Shear strength behavior of human trabecular bone

Abstract

The shear strength of human trabecular bone may influence overall bone strength under fall loading conditions and failure at bone-implant interfaces. Here, we sought to compare shear and compressive yield strengths of human trabecular bone and elucidate the underlying failure mechanisms. We analyzed 54 specimens (5-mm cubes), all aligned with the main trabecular orientation and spanning four anatomic sites, 44 different cadavers, and a wide range of bone volume fraction (0.06-0.38). Micro-CT-based non-linear finite element analysis was used to assess the compressive and shear strengths and the spatial distribution of yielded tissue; the tissue-level constitutive model allowed for kinematic non-linearity and yielding with strength asymmetry. We found that the computed values of both the shear and compressive strengths depended on bone volume fraction via power law relations having an exponent of 1.7 (R(2)=0.95 shear; R(2)=0.97 compression). The ratio of shear to compressive strengths (mean±SD, 0.44±0.16) did not depend on bone volume fraction (p=0.24) but did depend on microarchitecture, most notably the intra-trabecular standard deviation in trabecular spacing (R(2)=0.23, p<0.005). For shear, the main tissue-level failure mode was tensile yield of the obliquely oriented trabeculae. By contrast, for compression, specimens having low bone volume fraction failed primarily by large-deformation-related tensile yield of horizontal trabeculae and those having high bone volume failed primarily by compressive yield of vertical trabeculae. We conclude that human trabecular bone is generally much weaker in shear than compression at the apparent level, reflecting different failure mechanisms at the tissue level.

Figure 1

Validation of predictions of compressive yield strength, for the 22 specimens in this study that had both micro-CT scans and experimental measures of compressive yield strength. The same tissue-level effective modulus of 18.0 GPa was used in all models. Orthogonal regression was used since there were measurement errors in both experimental and finite element strength measures.
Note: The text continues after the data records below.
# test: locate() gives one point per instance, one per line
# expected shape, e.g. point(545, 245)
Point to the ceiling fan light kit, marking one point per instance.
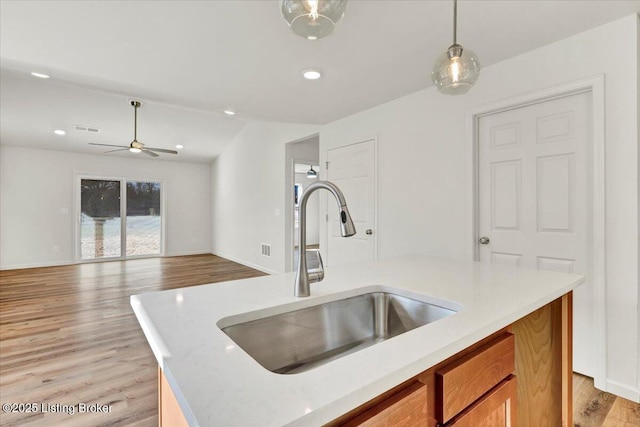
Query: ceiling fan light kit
point(135, 146)
point(456, 70)
point(313, 19)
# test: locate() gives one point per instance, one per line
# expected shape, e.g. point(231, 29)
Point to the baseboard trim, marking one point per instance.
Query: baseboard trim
point(62, 263)
point(623, 390)
point(245, 262)
point(36, 265)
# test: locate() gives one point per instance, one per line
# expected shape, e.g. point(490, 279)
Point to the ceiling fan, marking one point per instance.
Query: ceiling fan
point(136, 146)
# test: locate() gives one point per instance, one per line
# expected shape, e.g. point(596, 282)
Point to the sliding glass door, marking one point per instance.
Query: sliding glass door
point(144, 223)
point(119, 218)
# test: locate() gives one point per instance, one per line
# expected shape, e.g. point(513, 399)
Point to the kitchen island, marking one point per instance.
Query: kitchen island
point(213, 382)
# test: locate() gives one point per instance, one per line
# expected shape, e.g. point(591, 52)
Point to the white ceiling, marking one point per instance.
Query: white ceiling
point(189, 60)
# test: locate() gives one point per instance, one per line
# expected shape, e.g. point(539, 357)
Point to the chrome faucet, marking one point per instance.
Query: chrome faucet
point(303, 277)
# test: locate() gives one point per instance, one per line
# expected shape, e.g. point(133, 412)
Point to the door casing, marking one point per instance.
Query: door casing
point(595, 85)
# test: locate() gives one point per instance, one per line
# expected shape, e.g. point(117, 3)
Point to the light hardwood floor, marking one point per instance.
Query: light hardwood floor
point(68, 336)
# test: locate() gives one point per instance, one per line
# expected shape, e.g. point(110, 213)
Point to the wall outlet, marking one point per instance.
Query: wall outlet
point(266, 249)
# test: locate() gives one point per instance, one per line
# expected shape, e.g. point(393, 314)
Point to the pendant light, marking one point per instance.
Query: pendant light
point(313, 19)
point(456, 70)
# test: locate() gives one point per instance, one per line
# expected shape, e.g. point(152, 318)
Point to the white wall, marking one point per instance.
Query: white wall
point(421, 186)
point(36, 184)
point(249, 182)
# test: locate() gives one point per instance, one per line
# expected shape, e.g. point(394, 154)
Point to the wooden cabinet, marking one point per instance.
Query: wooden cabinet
point(494, 409)
point(465, 380)
point(169, 414)
point(406, 408)
point(522, 372)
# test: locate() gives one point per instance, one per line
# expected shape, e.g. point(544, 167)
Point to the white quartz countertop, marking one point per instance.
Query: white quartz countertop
point(217, 384)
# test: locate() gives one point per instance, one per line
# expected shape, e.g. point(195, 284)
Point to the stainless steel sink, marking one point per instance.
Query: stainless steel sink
point(299, 340)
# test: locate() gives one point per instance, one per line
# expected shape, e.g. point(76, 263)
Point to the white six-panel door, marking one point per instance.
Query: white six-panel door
point(534, 196)
point(352, 169)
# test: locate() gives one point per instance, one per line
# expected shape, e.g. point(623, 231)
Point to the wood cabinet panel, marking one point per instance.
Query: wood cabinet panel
point(462, 382)
point(497, 408)
point(170, 414)
point(543, 365)
point(407, 408)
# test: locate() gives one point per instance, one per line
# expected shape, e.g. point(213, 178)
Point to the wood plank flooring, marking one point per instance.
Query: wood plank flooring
point(68, 336)
point(595, 408)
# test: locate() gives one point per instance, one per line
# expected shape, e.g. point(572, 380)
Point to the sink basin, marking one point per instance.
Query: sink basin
point(299, 340)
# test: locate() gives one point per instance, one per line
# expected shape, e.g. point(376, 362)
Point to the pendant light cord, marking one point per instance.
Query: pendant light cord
point(455, 21)
point(135, 122)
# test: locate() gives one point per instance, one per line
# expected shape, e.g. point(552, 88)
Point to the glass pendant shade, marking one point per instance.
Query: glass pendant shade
point(313, 19)
point(456, 70)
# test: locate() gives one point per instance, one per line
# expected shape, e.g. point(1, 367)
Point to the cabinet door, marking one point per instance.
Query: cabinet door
point(497, 408)
point(463, 382)
point(407, 408)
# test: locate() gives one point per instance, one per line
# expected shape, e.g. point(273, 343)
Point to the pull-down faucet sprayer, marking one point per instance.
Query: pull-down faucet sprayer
point(303, 278)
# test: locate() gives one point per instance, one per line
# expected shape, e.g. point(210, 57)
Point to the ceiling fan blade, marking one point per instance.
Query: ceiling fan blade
point(109, 145)
point(162, 150)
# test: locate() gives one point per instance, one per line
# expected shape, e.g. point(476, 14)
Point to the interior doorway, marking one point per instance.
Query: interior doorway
point(562, 156)
point(306, 173)
point(303, 168)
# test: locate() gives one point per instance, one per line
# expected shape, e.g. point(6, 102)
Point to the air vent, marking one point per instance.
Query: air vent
point(266, 249)
point(86, 129)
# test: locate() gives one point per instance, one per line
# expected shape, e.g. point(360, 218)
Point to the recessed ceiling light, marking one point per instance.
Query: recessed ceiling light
point(40, 75)
point(311, 74)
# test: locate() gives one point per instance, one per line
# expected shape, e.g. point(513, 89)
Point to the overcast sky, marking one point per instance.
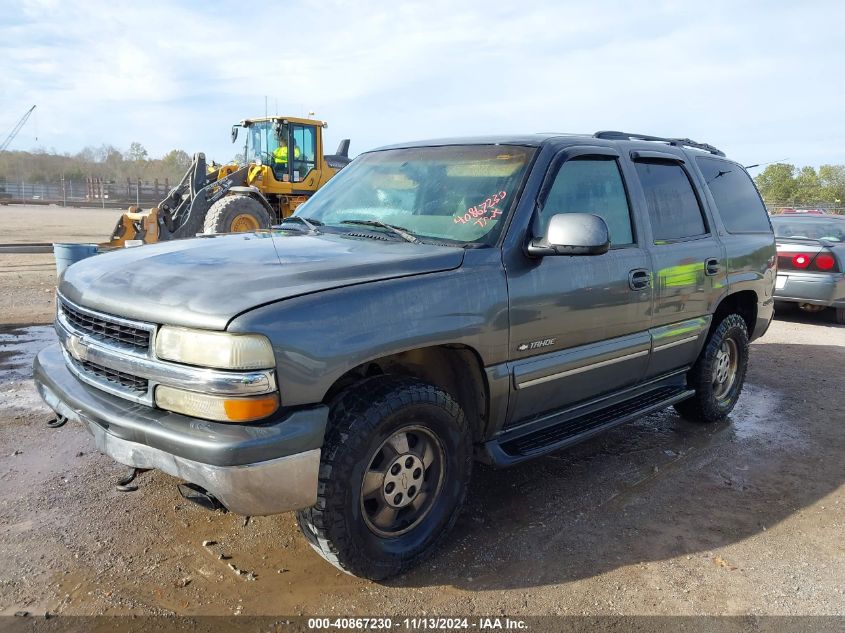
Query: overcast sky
point(763, 81)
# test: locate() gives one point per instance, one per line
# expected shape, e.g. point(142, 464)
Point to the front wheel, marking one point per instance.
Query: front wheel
point(236, 214)
point(719, 372)
point(393, 477)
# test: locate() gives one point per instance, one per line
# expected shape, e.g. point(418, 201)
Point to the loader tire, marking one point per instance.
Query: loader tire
point(236, 214)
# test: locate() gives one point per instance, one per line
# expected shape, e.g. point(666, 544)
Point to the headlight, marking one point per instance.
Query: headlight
point(222, 408)
point(221, 350)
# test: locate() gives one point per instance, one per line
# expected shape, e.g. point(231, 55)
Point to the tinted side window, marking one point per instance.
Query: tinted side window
point(672, 204)
point(591, 185)
point(735, 195)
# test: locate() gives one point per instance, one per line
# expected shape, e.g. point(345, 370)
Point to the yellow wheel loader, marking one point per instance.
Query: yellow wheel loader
point(285, 165)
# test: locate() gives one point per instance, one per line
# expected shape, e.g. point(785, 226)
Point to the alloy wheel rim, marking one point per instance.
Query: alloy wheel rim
point(725, 369)
point(402, 481)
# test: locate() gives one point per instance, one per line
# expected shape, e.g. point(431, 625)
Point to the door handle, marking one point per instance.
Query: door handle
point(639, 279)
point(711, 266)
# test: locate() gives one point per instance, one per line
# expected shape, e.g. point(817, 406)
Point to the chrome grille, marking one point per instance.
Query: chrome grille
point(118, 378)
point(104, 329)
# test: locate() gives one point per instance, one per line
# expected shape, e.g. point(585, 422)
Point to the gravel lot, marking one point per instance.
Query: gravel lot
point(657, 517)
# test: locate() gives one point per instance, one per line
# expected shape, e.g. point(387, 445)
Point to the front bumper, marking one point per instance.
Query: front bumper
point(251, 469)
point(824, 289)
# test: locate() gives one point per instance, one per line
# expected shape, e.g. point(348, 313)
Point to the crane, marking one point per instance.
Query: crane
point(16, 129)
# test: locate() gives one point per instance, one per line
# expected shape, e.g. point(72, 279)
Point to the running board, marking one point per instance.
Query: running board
point(515, 447)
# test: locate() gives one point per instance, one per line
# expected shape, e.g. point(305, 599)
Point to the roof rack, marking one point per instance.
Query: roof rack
point(677, 142)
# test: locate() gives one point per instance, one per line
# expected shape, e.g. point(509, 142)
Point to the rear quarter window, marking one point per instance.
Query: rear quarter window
point(737, 200)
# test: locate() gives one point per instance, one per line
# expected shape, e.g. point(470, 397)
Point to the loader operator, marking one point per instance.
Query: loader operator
point(280, 158)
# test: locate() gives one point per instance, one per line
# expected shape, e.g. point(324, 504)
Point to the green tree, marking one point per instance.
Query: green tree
point(807, 186)
point(136, 152)
point(832, 180)
point(777, 182)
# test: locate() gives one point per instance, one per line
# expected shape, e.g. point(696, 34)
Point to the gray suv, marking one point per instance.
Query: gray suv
point(437, 303)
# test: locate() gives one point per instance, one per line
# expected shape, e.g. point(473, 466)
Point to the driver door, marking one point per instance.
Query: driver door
point(579, 324)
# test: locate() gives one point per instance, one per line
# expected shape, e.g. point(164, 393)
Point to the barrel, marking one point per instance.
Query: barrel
point(67, 254)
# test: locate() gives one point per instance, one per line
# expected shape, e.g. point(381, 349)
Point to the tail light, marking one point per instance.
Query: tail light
point(823, 261)
point(801, 260)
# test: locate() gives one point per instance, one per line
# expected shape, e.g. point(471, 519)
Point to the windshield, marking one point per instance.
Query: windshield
point(831, 229)
point(261, 142)
point(461, 193)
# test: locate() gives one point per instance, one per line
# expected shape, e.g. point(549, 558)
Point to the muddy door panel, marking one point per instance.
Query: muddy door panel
point(578, 329)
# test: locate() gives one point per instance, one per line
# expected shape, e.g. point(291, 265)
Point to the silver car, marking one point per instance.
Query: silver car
point(811, 262)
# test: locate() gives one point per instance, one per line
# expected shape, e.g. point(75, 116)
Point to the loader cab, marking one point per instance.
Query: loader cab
point(299, 141)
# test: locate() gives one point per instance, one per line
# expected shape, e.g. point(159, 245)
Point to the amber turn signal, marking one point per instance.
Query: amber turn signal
point(246, 409)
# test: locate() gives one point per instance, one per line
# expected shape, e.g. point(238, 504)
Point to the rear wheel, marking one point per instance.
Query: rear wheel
point(236, 214)
point(719, 372)
point(393, 477)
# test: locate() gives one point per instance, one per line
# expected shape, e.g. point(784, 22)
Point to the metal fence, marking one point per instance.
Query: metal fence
point(90, 191)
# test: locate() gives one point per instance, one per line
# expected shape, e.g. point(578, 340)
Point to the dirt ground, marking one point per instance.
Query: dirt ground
point(28, 281)
point(660, 516)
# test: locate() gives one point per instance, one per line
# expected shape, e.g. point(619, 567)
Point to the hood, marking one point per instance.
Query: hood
point(205, 282)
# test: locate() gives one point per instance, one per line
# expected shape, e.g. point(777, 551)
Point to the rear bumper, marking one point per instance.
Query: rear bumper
point(252, 469)
point(824, 289)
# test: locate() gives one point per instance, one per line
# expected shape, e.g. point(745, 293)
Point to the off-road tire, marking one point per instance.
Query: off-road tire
point(223, 212)
point(360, 420)
point(705, 406)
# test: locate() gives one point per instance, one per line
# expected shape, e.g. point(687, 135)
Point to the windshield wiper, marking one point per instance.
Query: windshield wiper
point(311, 225)
point(401, 231)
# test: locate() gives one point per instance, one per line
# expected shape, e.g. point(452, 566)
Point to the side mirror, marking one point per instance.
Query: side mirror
point(572, 234)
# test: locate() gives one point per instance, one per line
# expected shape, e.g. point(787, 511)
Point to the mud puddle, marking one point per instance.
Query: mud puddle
point(18, 347)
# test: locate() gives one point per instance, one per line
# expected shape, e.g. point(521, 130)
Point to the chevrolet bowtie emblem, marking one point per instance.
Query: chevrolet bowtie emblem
point(77, 347)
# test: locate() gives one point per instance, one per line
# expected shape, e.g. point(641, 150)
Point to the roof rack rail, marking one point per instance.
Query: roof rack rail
point(678, 142)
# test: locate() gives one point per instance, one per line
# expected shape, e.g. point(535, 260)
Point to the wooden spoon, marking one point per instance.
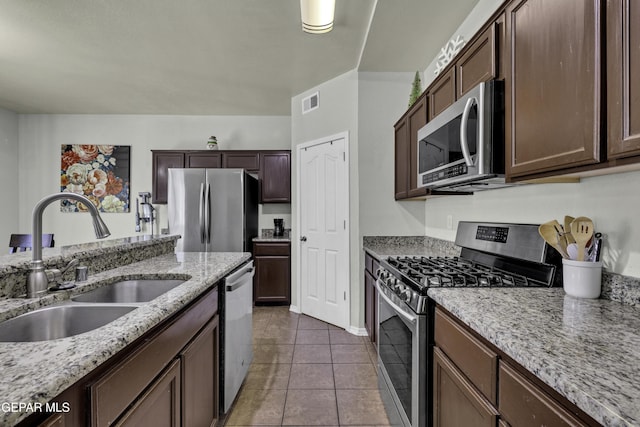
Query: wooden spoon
point(549, 232)
point(582, 231)
point(567, 229)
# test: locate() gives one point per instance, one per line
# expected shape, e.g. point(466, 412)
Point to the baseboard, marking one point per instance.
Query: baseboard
point(361, 332)
point(294, 309)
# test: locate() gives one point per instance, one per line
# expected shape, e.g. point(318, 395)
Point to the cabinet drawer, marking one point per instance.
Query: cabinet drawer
point(118, 388)
point(523, 404)
point(474, 359)
point(271, 249)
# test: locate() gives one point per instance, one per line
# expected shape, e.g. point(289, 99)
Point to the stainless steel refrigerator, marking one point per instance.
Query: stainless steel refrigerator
point(214, 210)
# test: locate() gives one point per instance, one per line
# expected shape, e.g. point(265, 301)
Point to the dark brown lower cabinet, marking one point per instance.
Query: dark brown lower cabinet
point(456, 402)
point(200, 378)
point(160, 404)
point(272, 282)
point(167, 377)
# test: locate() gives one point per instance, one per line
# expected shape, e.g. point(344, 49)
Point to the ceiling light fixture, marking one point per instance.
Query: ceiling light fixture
point(317, 15)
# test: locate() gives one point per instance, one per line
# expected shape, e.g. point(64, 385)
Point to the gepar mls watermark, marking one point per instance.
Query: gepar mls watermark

Values in brackets represent the 95% confidence interval for the slope.

Figure 2

(a) A 5mm cube trabecular bone specimen with its Z-axis oriented along the main material orientation (the X-axis was selected randomly in the transverse plane) (b) An engineering XZ shear strain of 1.5% was applied for shear strength analysis, the dashed lines denoting the prescribed displacement boundary condition on four faces, the other two faces remaining unconstrained (c) A compressive normal strain of 1.0% was applied for compressive strength analysis, the dashed lines denoting the prescribed displacement boundary condition on the top face, the bottom face minimally fixed on rollers and the sides faces unconstrained.

Figure 3

Variation of compressive (solid line), shear (dashed line), and torsion (light line) apparent-level 0.2% offset yield strengths with bone volume fraction.

Figure 4

Variation of the ratio of shear to compressive yield strengths with the bone volume fraction. This ratio (mean ± SD = 0.44 ± 0.16 for 54 specimens) displayed additional scatter below a bone volume fraction of about 0.20. This ratio for the traditional von Mises criterion is 0.58.

Figure 5

Variation of the proportion of yielded tissue (expressed as a percentage of total tissue in the bone specimen) at the apparent-level 0.2% offset yield point for shear and compression loading.

Figure 6

Variation of the ratio of tissue yielded in tension to tissue yielded in compression at the apparent-level 0.2% offset yield point, for compression (left) and shear (right) loading. Note the 10-fold difference in the vertical scales between plots.

Figure 7

Distribution of tissue-level yielding for a thin slice for two specimens, of low (BV/TV = 0.07) and high (BV/TV = 0.26) bone volume fraction. Red regions denote tissue-level yield in tension and blue regions denote tissue-level yield in compression. The Z-axis denotes the main trabecular orientation.

Figure 8

Literature comparison (Garnier et al. 1999; Ford and Keaveny 1996; Rincón-Kohli and Zysset 2009; Garrison et al. 2011) of torsional yield strength vs. bone volume fraction, for 15 specimens from this study. The error bars show one standard deviation around the mean value of bone volume fraction and yield strength. For studies that did not report apparent density, the bone volume fraction was calculated assuming a tissue density of 2.0 g/cm³. The data from (Bevill et al. 2009a) is unpublished (n=6 vertebral body specimens).